近頃、自分も師が長い間言っていた腰椎、胸椎、頚椎の一節ずつの伸びや相手の力を上手く軽く上方へ方向転換する「粘勁」などの「太極十三勢」が少しずつ身に付くことにより、師馬岳梁が申し上げていた「頂牛はいけないよ」との言葉はされどまさしく、誠の心理であることはわかります。が、若き沈剛は師の教えというものはなかなか理解出来ませんでした。何故ならば、師のような柔らかい体との距離が大き過ぎましたね。今日になって、体の柔らかさを少々、手にいれたところでもう人と力勝負をしなくても何とか人の攻撃を交わすことが出来る以上は力で戦う必要がありません。そして、あまりにも力強い方に押し出されても若者のような「畜生、悔しい・・・」は殆どなくなりました。年のせいとでも年のお陰とでもいいましょうか。押し出されてしまったら自分の「太極勁」がまだ完璧ではないからと、自分を慰めるような人格も出来つつあります。ああ、人間って年をとれば成熟するものですね。

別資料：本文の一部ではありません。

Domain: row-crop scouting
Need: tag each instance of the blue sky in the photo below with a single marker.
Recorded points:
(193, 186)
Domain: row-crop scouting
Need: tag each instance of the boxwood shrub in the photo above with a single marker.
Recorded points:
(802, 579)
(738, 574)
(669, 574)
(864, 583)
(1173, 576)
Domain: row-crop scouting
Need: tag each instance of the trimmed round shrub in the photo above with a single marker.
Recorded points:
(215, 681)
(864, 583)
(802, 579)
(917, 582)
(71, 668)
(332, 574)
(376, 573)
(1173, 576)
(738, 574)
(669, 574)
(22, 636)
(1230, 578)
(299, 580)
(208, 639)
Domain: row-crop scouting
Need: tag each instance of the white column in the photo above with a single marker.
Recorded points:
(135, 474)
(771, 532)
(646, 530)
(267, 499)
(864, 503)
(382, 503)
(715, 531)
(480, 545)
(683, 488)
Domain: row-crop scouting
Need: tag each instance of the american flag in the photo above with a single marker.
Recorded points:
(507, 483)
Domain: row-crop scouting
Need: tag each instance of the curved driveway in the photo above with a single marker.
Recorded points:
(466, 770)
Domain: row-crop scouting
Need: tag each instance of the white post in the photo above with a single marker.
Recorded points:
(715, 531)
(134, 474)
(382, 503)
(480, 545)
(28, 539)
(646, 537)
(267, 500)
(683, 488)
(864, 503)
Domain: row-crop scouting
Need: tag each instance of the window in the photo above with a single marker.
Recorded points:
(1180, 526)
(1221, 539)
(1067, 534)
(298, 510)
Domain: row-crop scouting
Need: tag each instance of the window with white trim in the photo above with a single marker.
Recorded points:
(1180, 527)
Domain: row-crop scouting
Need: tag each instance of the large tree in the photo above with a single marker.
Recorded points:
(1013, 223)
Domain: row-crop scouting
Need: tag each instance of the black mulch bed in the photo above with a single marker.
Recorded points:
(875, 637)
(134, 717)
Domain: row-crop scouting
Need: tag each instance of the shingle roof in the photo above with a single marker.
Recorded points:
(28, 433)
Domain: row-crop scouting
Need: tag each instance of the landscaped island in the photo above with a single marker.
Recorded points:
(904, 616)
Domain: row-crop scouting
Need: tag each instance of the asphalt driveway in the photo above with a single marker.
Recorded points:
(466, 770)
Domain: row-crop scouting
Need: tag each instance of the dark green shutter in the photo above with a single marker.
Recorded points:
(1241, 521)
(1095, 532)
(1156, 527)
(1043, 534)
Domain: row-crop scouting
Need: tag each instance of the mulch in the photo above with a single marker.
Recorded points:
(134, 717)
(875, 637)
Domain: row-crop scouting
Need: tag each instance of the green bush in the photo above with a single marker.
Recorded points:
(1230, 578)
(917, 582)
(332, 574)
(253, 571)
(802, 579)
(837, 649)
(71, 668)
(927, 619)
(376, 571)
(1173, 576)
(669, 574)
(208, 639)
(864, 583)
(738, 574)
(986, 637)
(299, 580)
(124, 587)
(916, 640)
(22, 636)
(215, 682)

だが、現在のところ、太極拳本系(呉式含む)の成熟した者でも「頂牛」をしますね。何故でしょうか?私的には太極拳全体が退化しているに違いがないですね。推手の意味を間違ったイメージで教わってしまった以上は力尽くの推手になります。そして、この私でも馬岳梁のような推手が出来ない限り、推手が頂牛ではないと一生懸命、皆様に口説いても、説得力がありません。もっと、練習しなくちゃ、時間がないですね。あっという間に年をとります。